Unsurprisingly, a public life in science does bring with it its own challenges. “I do think the role of leadership is underrated,” says Crane. “Faculty tend to roll their eyes when you mention administration. It’s almost as if you’re a second class citizen or have somehow gone over to the ‘dark side.’ But it turns out that people really do make a difference to an organization, and if you want to make a difference, those are the kind of roles that you have to take, even though you may not get credit from your peers for it.”

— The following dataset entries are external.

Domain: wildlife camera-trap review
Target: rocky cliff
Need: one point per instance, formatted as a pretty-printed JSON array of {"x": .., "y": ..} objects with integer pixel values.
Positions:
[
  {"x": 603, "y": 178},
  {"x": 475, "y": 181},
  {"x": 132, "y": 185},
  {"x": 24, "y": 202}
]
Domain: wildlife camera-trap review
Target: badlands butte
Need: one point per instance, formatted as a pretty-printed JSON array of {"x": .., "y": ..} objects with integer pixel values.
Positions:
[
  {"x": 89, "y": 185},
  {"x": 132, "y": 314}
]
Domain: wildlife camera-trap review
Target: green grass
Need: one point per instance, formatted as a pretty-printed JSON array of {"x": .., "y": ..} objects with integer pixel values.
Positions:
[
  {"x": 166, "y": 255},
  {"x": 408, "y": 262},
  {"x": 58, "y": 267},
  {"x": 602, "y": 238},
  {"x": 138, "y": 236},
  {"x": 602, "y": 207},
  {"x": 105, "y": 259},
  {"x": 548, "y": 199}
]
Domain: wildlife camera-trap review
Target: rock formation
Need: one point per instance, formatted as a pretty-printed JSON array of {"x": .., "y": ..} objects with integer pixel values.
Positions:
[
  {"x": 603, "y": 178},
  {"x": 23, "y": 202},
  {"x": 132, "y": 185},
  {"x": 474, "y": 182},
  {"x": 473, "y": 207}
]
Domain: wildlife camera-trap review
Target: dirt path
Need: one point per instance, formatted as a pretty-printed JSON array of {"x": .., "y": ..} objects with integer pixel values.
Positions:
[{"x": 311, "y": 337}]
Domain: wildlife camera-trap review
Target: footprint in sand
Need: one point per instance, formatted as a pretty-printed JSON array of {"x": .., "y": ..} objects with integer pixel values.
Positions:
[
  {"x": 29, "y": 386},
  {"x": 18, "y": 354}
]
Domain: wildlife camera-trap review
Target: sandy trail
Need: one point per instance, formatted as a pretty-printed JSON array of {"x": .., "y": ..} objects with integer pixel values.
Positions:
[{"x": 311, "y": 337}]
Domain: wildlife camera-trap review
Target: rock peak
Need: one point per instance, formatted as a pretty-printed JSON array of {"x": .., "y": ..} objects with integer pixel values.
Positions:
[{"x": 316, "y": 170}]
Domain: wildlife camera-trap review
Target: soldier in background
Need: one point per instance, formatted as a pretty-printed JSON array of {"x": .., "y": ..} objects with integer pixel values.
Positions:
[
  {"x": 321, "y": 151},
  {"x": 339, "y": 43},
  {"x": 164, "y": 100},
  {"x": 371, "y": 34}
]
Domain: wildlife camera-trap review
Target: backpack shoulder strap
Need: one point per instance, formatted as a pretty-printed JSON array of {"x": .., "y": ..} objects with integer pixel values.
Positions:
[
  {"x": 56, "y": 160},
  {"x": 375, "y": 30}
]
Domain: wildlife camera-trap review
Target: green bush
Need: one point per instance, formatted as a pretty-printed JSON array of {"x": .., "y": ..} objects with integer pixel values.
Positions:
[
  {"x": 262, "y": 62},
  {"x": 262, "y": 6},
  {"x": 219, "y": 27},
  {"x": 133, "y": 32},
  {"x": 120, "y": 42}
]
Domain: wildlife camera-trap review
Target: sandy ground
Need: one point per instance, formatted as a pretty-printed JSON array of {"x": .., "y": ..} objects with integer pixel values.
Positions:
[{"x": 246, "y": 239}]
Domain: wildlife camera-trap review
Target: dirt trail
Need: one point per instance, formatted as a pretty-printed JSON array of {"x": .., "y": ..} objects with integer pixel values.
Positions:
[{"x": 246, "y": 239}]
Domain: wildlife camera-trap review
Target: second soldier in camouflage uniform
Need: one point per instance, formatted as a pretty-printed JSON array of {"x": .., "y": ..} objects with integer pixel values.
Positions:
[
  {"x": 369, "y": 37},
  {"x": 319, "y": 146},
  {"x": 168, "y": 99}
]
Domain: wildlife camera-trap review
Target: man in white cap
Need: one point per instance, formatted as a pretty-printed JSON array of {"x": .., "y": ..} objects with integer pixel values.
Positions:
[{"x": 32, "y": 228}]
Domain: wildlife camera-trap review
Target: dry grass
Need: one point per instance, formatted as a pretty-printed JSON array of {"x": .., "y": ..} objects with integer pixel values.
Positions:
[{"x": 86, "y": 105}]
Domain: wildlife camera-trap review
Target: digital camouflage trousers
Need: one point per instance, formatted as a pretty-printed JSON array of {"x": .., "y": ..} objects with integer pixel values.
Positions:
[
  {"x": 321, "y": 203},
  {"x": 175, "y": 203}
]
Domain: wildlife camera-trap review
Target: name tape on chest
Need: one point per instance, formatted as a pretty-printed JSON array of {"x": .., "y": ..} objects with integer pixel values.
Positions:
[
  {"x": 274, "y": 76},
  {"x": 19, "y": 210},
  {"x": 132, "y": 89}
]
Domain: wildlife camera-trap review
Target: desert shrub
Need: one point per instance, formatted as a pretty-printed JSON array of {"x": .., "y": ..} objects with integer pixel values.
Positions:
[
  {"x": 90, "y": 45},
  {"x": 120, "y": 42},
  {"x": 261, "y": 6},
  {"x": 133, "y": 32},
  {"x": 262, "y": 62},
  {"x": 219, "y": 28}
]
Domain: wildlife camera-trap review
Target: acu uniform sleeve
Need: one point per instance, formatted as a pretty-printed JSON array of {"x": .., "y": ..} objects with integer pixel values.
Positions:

But Crane charges forward. In July he left Yale to become president of the Oak Spring Garden Foundation, a philanthropic start-up that aims to facilitate scholarship and public dialogue about the relationship between plants and human beings. “You don’t often get the opportunity to start an organization from scratch,” says Crane. “At Kew I had 650 employees. Now I have a tiny little team, but we have a lot of potential. We’re going to do some interesting and useful things. And we’ll have a lot of fun along the way.”
 

Kevin Wang is a senior at Yale University majoring in molecular biophysics and biochemistry. He was elected to ΦBK as a junior and is currently serving as vice-president of the Yale Phi Beta Kappa chapter. Yale is home to the Alpha of Connecticut Chapter of Phi Beta Kappa, founded in 1780.